Recombinant Human Nogo-A (aa 566-748) Fc Chimera Protein, CF 50 UG

• Purity

  >80%, by SDS-PAGE under reducing conditions and visualized by silver stain

• Endotoxin Level

  <0.10 EU per 1 μg of the protein by the LAL method.  

• Activity

  Measured by its ability to inhibit neurite outgrowth of dissociated E13 chick embryonic dorsal root ganglia (DRG) neurons.

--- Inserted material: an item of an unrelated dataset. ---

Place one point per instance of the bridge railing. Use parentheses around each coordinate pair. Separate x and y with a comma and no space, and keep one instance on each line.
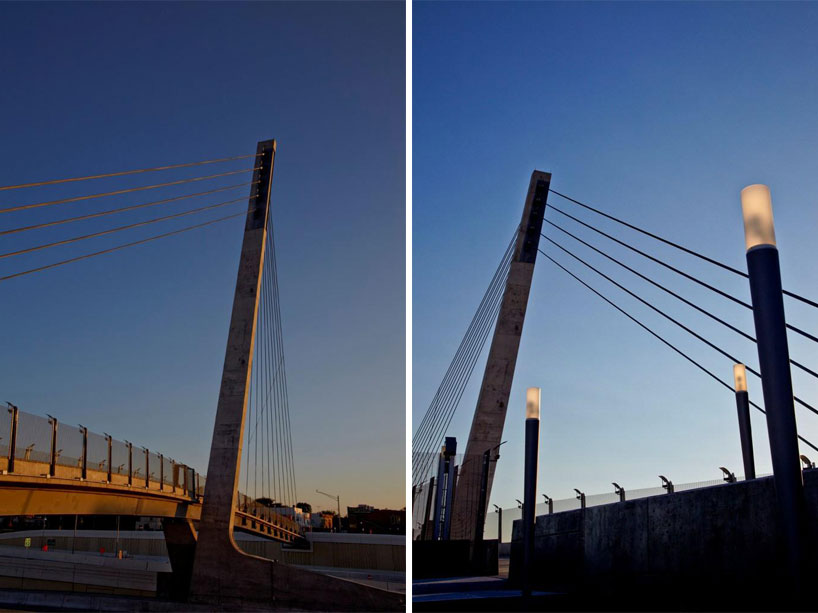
(423,492)
(34,445)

Able to significantly inhibit neurite outgrowth when immobilized as a 3 µL droplet containing 200 ng on a nitrocellulose-coated microplate.

• Source

  Chinese Hamster Ovary cell line, CHO-derived

  Human Nogo-A (Val566 - Phe748) & (Thr569 - Phe748) Accession # Q9NQC3	IEGRMD	Human IgG1 (Pro100 - Lys330)
  N-terminus		C-terminus

• Accession #

• N-terminal Sequence    
  Analysis

  Val566 & Thr569

• Structure / Form

  Disulfide-linked homodimer

• Predicted Molecular Mass

  46 kDa (monomer)

• SDS-PAGE

  70-90 kDa, reducing conditions

Background: Nogo-A

Human Nogo-A (also reticulon-4) is a member of the reticulon family of transmembrane proteins. This family is characterized by the presence of a nonsignal sequence-containing N-terminus, a topologically conserved 200 amino acid (aa) C-terminus that contains two transmembrane domains with an ER-retention motif, and a punctate intracellular distribution within the ER that is reminescent of a reticulum (1 - 4). In human, Nogo exists in five isoforms (5 - 7). The full length human form (Nogo-A) is 1192 aa in length and contains a 1018 aa N-terminus, a 21 aa transmembrane segment, a 94 aa connecting “loop”, a second 21 aa transmembrane segment, and a 38 aa C-terminus. Three areas are of particular interest. One is a stretch of 66 aa within the 94 aa connecting loop. This segment is reported to bind to the GPI-linked Nogo receptor/p75 complex on axons and induce growth cone collapse (8 - 10). Two other areas in the N-terminus have also been discovered to have bioactivity (8, 11, 12). Based on rat, aa 57 - 184 in human (aa 59 - 172 in rat) should block fibroblast spreading, while aa 566 - 748 in human (aa 544 - 725 in rat) block neurite outgrowth and block fibroblast spreading (8, 12, 13). The exact topology of Nogo-A is unclear. The N- and C-termini may be extracellular with the “loop” region intracellular, or the situation could be reversed (13 - 15). Alternatively, the loop region and N-terminus may be on the same side of the membrane (3, 8). The four additional isoforms are shorter than Nogo-A (199 aa [Nogo-C], 373 aa [Nogo-B], 392 aa and 986 aa, respectively) (7). Although highly divergent, all contain the same C-terminal stretch, aa 1005 - 1192. Both Nogo-B and C are reported to complex with Nogo-A (16). Notably, Nogo-A is expressed in neurons, endothelial cells. oligodendrocytes, fibroblasts and myoblasts (12, 16 - 18). Human Nogo-A is 78% aa identical to mouse and rat Nogo-A overall, with 98% aa identity in the loop region and approximately 80% aa identity in the aa 566 - 748 segment.

• References:

1. Oertle, T. et al. (2003) FASEB J. 17:1238.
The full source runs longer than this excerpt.